Except the actual benchmark tells a different story. On a 16-core Apple M4, using RwLock for a trivial read operation (just returning a cached value) was seven times slower than using a Mutex.
That's not a typo. Seven times.
// The RwLock version
let reader = cache.rw_lock.read();
reader.get(&key)
// The Mutex version
let guard = cache.mutex.lock();
guard.get(&key)
Same operation. Same data. One uses seven times more CPU.
What's Actually Happening
The problem isn't what you think it is. It's not that readers block each other—they don't in a proper RwLock implementation. The problem is the bookkeeping.

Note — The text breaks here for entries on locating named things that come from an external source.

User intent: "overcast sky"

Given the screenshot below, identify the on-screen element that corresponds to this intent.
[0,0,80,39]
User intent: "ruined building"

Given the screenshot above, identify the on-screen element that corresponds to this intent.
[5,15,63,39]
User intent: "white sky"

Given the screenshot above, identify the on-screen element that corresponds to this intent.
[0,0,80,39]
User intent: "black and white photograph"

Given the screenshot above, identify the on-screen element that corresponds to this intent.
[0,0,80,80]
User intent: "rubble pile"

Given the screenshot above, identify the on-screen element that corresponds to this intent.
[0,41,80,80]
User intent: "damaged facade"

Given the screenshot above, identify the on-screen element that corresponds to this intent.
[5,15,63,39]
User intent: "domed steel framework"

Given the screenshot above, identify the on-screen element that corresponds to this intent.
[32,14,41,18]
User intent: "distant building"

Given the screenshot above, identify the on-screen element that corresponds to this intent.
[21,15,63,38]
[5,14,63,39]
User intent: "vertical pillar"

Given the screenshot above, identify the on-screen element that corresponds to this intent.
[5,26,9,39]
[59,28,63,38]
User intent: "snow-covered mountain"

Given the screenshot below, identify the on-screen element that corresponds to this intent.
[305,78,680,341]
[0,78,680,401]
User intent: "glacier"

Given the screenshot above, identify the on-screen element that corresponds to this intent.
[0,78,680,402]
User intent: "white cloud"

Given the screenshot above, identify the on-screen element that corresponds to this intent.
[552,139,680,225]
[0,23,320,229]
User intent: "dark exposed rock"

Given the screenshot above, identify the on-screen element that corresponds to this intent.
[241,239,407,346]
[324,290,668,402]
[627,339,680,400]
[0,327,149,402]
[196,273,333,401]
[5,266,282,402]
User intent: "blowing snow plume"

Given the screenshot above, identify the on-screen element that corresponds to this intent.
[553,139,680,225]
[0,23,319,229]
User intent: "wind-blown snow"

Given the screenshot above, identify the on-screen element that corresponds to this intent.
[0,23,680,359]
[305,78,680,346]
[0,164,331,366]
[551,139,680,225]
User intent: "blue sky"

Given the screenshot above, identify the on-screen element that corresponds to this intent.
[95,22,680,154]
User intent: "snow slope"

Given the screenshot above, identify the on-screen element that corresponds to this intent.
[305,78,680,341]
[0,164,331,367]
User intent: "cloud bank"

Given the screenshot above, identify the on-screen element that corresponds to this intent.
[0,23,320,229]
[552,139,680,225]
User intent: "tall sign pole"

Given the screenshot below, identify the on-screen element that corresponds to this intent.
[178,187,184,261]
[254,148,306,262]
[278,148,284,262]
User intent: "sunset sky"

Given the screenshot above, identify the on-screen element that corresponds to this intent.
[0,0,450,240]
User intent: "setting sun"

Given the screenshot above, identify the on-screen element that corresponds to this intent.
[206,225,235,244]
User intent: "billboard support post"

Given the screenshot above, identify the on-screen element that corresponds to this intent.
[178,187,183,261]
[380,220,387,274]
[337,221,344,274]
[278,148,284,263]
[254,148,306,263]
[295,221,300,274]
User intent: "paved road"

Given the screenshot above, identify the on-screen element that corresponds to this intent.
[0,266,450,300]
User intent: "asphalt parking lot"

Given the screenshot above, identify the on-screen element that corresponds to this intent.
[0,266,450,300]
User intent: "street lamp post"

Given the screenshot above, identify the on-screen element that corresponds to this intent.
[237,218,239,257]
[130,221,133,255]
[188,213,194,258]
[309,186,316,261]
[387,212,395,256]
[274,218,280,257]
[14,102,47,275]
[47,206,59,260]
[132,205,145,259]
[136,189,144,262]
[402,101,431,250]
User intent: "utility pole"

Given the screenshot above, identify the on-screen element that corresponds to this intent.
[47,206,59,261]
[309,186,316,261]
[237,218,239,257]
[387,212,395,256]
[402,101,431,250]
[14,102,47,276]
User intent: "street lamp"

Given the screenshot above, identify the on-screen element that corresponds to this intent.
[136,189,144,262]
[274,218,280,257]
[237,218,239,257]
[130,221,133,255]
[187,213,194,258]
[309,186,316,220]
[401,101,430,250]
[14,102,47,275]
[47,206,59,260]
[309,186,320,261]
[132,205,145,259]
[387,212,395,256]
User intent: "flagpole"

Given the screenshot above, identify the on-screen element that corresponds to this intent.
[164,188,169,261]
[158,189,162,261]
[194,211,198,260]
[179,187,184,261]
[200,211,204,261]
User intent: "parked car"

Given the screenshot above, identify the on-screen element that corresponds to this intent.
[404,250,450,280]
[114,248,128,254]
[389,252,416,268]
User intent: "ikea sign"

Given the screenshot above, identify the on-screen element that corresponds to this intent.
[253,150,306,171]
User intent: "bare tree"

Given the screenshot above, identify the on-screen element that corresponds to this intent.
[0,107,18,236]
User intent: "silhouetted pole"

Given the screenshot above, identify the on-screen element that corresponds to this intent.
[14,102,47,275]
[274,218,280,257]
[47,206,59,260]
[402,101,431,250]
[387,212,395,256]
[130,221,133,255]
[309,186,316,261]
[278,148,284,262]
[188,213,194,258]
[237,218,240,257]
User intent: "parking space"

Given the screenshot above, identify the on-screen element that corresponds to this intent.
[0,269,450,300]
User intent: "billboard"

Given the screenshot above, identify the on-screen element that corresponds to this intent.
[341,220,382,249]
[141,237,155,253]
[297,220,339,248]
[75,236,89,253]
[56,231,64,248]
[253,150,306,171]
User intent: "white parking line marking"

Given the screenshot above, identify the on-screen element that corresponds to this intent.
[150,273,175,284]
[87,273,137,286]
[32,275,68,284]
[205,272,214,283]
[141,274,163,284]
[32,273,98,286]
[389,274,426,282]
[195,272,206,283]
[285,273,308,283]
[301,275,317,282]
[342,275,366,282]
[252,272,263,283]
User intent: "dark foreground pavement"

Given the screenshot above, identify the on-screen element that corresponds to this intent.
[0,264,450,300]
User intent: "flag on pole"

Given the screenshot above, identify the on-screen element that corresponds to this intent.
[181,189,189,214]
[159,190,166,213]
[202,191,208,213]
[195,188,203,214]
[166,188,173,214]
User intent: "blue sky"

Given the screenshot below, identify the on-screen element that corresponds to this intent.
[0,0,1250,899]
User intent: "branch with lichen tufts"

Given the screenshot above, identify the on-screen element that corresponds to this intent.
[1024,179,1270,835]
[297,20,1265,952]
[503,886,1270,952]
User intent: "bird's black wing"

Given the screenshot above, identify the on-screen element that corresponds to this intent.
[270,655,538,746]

Every time a reader acquires the lock, Rust's RwLock increments an atomic counter. Every time it releases, it decrements. These aren't cheap operations. Each one involves cache line transfers across CPU cores.
A Mutex does one atomic operation to acquire and one to release. An RwLock does two per reader, and crucially, those operations happen even when there's no writer waiting.
When you have 16 threads all reading the same value, you're generating 32 atomic operations (16 acquisitions + 16 releases) per read cycle. Each atomic operation forces CPU cores to coordinate, invalidating cache lines, synchronization overhead that dominates the actual work.
The Real Lesson
The conventional wisdom—"use RwLock for read-heavy workloads"—assumes the cost of the lock is proportional to the critical section. But when the critical section is tiny (a hashmap lookup, a cache hit), the lock itself becomes the entire cost.
This is the paradox: the more "optimized" your read path, the worse RwLock performs. A zero-cost abstraction that costs you seven times more.
When RwLock Actually Wins
RwLock still wins when:
- Your critical section is expensive (database queries, I/O)
- Readers genuinely need to hold the lock for measurable time
- Write frequency is near-zero
But for in-memory caches, hot paths, anything where you're just reading a value? A Mutex might be faster. Profile it. The benchmark above shows a 7x difference—your intuition isn't enough.
What This Means for Your Code
The lesson isn't "never use RwLock." It's that performance intuition is dangerous. The obvious choice is sometimes the slow choice. The cost model of your primitives matters more than the design pattern.
Your read lock isn't a read optimization. It's a write optimization that happens to allow concurrent reads. And that distinction matters when you're optimizing for throughput.